In another letter to Milne (26 December) Brown noted that the
standstill agreement “would have prevented us from pursuing our
offer, discussing it with MoneyGram shareholders, or running an
alternative slate of directors”.
Following what Brown termed Money-Gram’s “complete refusal” to
engage in discussions, Euronet conveyed its proposal directly to
MoneyGram’s shareholders. “Specifically, we believe this
transaction would deliver substantial immediate and long-term value
for the shareholders of both companies,” wrote Brown. Benefits he
noted include creation of “a powerful new global player in the
money transfer business well positioned to capture share in a
highly fragmented market”.
Brown noted that subsequent to taking EuroNet’s proposals to
MoneyGram shareholders, MoneyGram suggested shortening the length
of the standstill and modifying certain other terms. However, he
stressed that the modified terms are unacceptable and as
restrictive as the first set of terms.
Euronet’s view that MoneyGram’s board is intransigent is shared
by Blum Capital Partners (BLC), an investment company which led a
consortium that bought a 7.8 percent stake in MoneyGram in October
2007. According to Brown, BLC requested in a letter that MoneyGram
remove its demand for a restrictive standstill agreement and enter
into discussions with Euronet.
Responding to BLC, Milne wrote: “With respect to the offer from
Euronet, we specifically decided not to engage in a public dialogue
on this matter because we don’t believe that is the proper way to
communicate, nor in the best interests of our shareholders.
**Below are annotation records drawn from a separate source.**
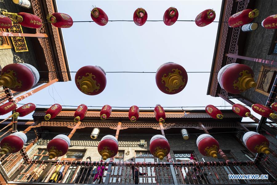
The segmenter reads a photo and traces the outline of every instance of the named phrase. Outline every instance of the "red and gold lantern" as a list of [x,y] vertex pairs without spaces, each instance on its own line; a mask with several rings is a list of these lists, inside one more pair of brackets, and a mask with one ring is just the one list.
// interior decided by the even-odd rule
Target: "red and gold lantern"
[[195,23],[199,27],[203,27],[210,24],[215,18],[215,12],[211,9],[206,10],[195,18]]
[[60,134],[53,138],[47,145],[49,159],[62,156],[66,153],[70,145],[70,139],[67,136]]
[[137,106],[133,105],[129,109],[128,117],[129,119],[132,122],[134,122],[138,119],[139,115],[139,109]]
[[270,153],[268,148],[269,142],[262,134],[253,131],[247,132],[243,135],[243,140],[247,148],[252,152],[267,155]]
[[35,85],[39,79],[37,69],[27,64],[11,64],[1,71],[0,85],[17,92],[26,91]]
[[264,105],[256,103],[252,105],[252,108],[254,112],[262,116],[268,118],[277,118],[277,115],[273,113],[273,111]]
[[26,135],[20,132],[15,132],[5,137],[0,142],[0,155],[18,152],[23,148],[27,140]]
[[106,73],[98,66],[86,66],[80,68],[75,76],[75,84],[82,92],[88,95],[101,93],[106,87]]
[[166,10],[163,14],[163,22],[167,26],[171,26],[177,21],[179,13],[175,8],[171,7]]
[[244,64],[234,63],[226,65],[219,72],[217,79],[222,88],[234,94],[239,94],[257,85],[253,70]]
[[164,64],[156,73],[156,84],[166,94],[174,94],[182,91],[187,83],[187,73],[181,65],[173,62]]
[[102,120],[109,118],[111,114],[112,108],[109,105],[105,105],[100,111],[100,118]]
[[136,25],[142,26],[147,20],[147,12],[143,8],[139,8],[134,12],[133,19]]
[[46,120],[48,120],[55,118],[62,111],[62,105],[59,104],[57,103],[53,105],[46,111],[44,119]]
[[108,16],[102,10],[94,8],[90,12],[90,17],[95,23],[100,26],[105,26],[109,21]]
[[70,28],[73,25],[72,18],[66,14],[55,13],[48,14],[46,19],[52,25],[58,28]]
[[205,110],[207,114],[213,118],[222,119],[223,118],[223,115],[220,110],[214,105],[207,105],[205,108]]
[[199,151],[203,155],[217,158],[219,143],[211,135],[207,134],[201,134],[197,138],[196,145]]
[[87,106],[85,104],[79,105],[74,113],[74,122],[76,123],[82,120],[85,118],[87,112]]
[[165,112],[163,110],[163,108],[159,104],[156,105],[155,109],[154,109],[154,113],[155,114],[155,117],[157,121],[161,123],[164,123],[165,120]]
[[170,146],[165,137],[161,135],[156,135],[151,138],[149,149],[152,155],[162,160],[170,151]]
[[118,142],[115,137],[111,135],[103,137],[97,147],[98,152],[104,160],[114,157],[118,152]]
[[259,10],[258,9],[254,10],[247,9],[231,16],[228,20],[228,24],[232,28],[239,27],[250,23],[259,15]]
We
believe that parties negotiating in good faith do so in a
confidential manner. Unfortunately, Euronet chose to engage in an
unproductive public relations campaign that simply siphons away
valuable energy that could be applied to substantive
He continued that MoneyGram believes its core global funds
transfer business “is very strong and provides significant growth
opportunities in the future”.
However, he added: “We recognise that the uncertainty
surrounding our investment portfolio has affected our stock price
and it is no surprise to see prospective buyers view this as
an opportunity to acquire our business at a value that might be
less than what our shareholders deserve.”
Concluding, Milne noted that MoneyGram remains open to “genuine
proposals from third parties when we can explore them on terms that
provide us the ability to maximize shareholder value.”